One of the biggest hopes for Argonne, in terms of both science and employment, is the Rare Isotope Accelerator (RIA), an instrument that would allow physicists to probe the interactions between particles that make up an atom's nucleus, and to make isotopes for applied-science purposes.
Such isotopes could be used to analyse properties of new materials. Engineers can understand piston wear by irradiating the piston wall and then measuring radiation. Materials scientists could use rare isotopes produced by the RIA to do the same with, say, artificial knee joints.
But although the Department of Energy and the National Science Foundation have called the RIA their "highest priority for major new construction", the money has not yet been committed. And Argonne is competing with Michigan State University for the $65-million facility. There's a lot at stake. The RIA would create jobs for some 400 operators and bring in about 800 users a year by 2010, the earliest it could be fully online, says Donald Geesaman, director of Argonne's physics division.
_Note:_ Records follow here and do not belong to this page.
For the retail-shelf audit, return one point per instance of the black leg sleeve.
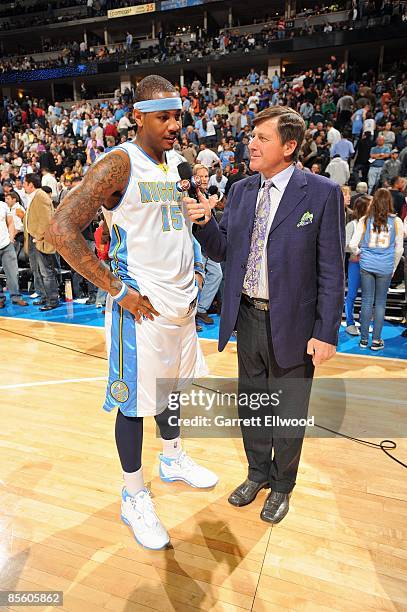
(129, 441)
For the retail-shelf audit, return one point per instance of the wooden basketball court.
(343, 545)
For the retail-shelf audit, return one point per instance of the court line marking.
(367, 356)
(53, 382)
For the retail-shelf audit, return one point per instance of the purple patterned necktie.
(252, 277)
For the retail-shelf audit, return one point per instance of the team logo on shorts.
(120, 391)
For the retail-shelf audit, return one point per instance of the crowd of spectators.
(356, 134)
(173, 48)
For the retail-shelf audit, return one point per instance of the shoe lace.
(144, 506)
(185, 462)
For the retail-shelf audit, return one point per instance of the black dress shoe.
(275, 507)
(48, 307)
(246, 492)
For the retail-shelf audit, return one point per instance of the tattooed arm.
(103, 185)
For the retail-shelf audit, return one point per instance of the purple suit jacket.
(305, 262)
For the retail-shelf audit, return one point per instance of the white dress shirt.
(280, 182)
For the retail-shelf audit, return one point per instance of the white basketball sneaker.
(184, 468)
(138, 512)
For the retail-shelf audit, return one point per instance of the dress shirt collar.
(280, 180)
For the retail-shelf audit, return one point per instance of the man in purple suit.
(282, 237)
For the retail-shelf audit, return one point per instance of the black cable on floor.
(384, 445)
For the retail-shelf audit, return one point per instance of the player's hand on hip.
(198, 209)
(320, 351)
(139, 305)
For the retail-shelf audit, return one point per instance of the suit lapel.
(250, 199)
(294, 193)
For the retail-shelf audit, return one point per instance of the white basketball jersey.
(151, 236)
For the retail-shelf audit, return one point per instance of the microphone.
(188, 183)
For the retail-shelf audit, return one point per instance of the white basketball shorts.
(148, 360)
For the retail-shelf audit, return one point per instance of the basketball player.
(150, 311)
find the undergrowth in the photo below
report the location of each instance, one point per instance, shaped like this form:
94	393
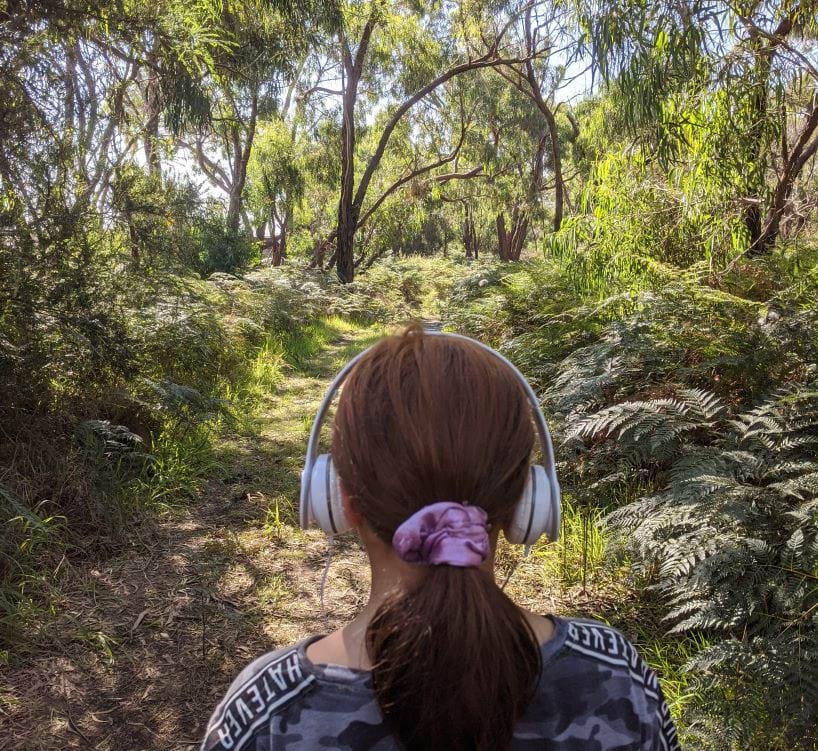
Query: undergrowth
89	455
684	411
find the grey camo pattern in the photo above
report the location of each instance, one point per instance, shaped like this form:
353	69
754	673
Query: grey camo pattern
596	694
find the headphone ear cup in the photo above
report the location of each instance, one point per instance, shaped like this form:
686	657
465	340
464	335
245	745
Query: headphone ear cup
537	512
325	499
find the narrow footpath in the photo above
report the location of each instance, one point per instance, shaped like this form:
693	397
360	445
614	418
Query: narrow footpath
149	641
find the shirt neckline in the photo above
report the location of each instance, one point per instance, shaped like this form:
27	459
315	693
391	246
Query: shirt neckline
341	674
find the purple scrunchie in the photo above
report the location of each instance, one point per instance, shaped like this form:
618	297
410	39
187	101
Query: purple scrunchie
444	533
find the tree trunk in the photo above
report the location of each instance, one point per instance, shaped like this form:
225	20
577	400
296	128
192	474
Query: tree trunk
241	158
153	106
349	208
559	181
470	243
510	242
802	151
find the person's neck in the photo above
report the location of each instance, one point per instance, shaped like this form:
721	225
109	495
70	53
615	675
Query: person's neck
347	645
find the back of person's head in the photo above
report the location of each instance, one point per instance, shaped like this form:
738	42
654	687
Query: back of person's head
423	419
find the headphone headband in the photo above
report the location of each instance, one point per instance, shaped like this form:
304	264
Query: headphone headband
312	445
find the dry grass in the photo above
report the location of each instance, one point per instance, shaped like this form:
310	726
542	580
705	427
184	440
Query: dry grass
145	644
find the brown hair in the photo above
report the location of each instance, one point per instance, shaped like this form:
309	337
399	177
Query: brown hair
424	419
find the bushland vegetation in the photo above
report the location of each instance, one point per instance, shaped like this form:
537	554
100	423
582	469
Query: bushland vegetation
620	195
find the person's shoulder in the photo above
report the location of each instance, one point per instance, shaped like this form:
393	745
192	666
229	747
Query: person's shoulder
266	686
607	646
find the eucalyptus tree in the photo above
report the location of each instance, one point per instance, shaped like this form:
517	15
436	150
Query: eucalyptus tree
276	183
740	79
264	42
403	53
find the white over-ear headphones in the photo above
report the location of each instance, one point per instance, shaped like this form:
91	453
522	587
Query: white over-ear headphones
537	512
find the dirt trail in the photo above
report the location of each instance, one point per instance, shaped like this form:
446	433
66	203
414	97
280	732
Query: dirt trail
149	641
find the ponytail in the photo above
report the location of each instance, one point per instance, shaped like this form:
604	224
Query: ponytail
422	420
455	663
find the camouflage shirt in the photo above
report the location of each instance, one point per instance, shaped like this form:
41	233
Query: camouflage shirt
595	694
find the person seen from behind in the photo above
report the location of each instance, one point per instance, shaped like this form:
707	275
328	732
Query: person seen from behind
432	443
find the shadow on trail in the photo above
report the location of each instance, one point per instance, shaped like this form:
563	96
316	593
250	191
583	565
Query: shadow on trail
149	641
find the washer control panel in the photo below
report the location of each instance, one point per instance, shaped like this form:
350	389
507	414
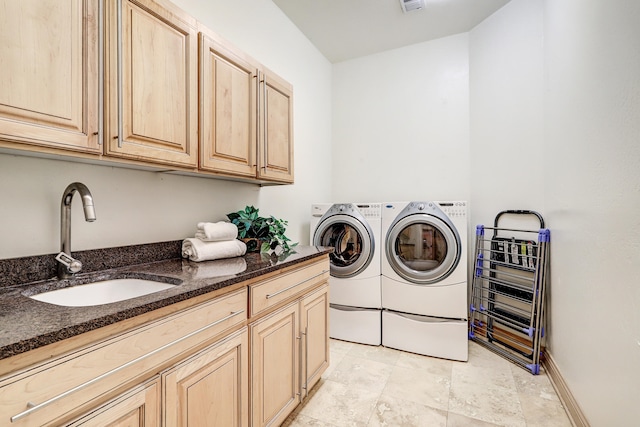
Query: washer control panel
454	209
370	210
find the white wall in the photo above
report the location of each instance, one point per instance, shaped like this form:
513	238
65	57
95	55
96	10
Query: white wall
400	124
560	79
136	207
592	195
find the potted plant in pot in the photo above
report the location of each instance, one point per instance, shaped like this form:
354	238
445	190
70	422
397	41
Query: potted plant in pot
264	234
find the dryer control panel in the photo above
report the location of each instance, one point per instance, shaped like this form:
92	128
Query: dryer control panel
370	210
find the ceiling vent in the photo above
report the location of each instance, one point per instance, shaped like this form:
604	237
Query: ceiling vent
411	5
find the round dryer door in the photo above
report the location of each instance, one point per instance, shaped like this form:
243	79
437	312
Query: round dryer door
422	248
351	241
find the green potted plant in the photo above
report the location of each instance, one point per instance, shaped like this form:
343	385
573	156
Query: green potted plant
262	234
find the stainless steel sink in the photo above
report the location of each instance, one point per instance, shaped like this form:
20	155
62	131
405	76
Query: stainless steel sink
101	292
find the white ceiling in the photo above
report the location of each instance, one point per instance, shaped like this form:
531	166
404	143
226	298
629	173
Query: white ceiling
347	29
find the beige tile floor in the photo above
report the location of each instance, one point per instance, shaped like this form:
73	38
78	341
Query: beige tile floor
368	386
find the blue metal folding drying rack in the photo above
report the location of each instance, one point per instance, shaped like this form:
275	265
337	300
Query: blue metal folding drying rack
507	310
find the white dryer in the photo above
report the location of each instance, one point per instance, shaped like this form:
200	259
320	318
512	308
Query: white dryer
354	232
424	278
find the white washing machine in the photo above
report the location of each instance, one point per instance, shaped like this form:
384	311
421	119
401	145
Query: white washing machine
424	278
354	232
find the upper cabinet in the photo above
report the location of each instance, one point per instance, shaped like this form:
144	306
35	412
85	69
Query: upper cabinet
228	114
275	143
130	81
152	79
49	74
246	123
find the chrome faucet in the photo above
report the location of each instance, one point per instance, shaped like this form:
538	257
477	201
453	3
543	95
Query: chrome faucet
67	264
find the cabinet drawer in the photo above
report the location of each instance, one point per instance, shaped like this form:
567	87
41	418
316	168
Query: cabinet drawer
59	388
268	293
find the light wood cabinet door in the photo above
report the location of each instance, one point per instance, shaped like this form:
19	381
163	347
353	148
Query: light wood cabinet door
275	361
210	388
138	408
228	115
152	77
275	145
49	74
314	318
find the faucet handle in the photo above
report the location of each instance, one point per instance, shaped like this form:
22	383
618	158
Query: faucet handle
72	264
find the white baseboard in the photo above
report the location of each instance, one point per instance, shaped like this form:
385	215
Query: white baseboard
568	401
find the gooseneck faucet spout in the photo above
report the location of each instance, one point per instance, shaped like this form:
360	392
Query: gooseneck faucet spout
67	264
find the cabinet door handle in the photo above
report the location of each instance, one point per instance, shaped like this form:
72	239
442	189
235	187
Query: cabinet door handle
35	407
119	66
268	296
265	117
100	132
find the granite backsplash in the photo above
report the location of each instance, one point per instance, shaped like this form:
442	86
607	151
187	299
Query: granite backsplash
16	271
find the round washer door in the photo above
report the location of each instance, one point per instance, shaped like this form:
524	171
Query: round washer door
352	243
422	248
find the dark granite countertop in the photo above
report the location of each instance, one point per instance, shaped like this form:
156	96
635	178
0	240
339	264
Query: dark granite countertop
27	324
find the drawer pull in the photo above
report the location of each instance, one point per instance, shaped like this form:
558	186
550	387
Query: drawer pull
33	407
297	284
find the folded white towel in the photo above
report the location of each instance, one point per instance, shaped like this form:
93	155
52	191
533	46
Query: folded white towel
197	250
216	231
217	268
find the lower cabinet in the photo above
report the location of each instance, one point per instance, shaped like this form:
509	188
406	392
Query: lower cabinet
210	388
289	353
139	407
208	364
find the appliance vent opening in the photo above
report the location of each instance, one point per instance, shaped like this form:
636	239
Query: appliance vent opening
411	5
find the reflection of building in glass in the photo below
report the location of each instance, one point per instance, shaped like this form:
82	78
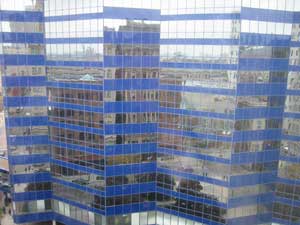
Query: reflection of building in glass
155	112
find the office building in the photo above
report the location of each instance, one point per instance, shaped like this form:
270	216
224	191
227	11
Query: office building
163	112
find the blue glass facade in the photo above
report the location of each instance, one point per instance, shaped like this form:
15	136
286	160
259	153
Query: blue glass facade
164	112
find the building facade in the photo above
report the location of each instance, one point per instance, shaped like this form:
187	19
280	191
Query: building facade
168	112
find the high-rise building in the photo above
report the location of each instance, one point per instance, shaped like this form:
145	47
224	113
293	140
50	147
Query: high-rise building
143	112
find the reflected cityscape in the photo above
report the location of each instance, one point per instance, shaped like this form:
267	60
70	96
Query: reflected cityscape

New facilities will play an important role in keeping the area robust, so scientists from both labs and local universities have begun banding together. Argonne's Kwang-Je Kim is leading a multi-institution effort to set up the Institute for Advanced Accelerator Physics, where scientists will ponder how instruments such as the APS could be tweaked into a more powerful light source, and consider technologies not yet in use for new kinds of accelerator.
STRENGTH IN NUMBERS
The Illinois Consortium for Accelerator Research, a group of universities and institutes formed to back Fermilab, has allowed local universities to pool their resources with the two national labs, resulting in more state funding for research salaries.
Consortium director Chris White, assistant professor of physics at the Illinois Institute of Technology, was drawn to the area by such interactions. He participates in research projects at both federal labs. And when the LHC gets turned on? "That's many years out," says White. Meanwhile, "there's no better place than Chicago to get a job in physics".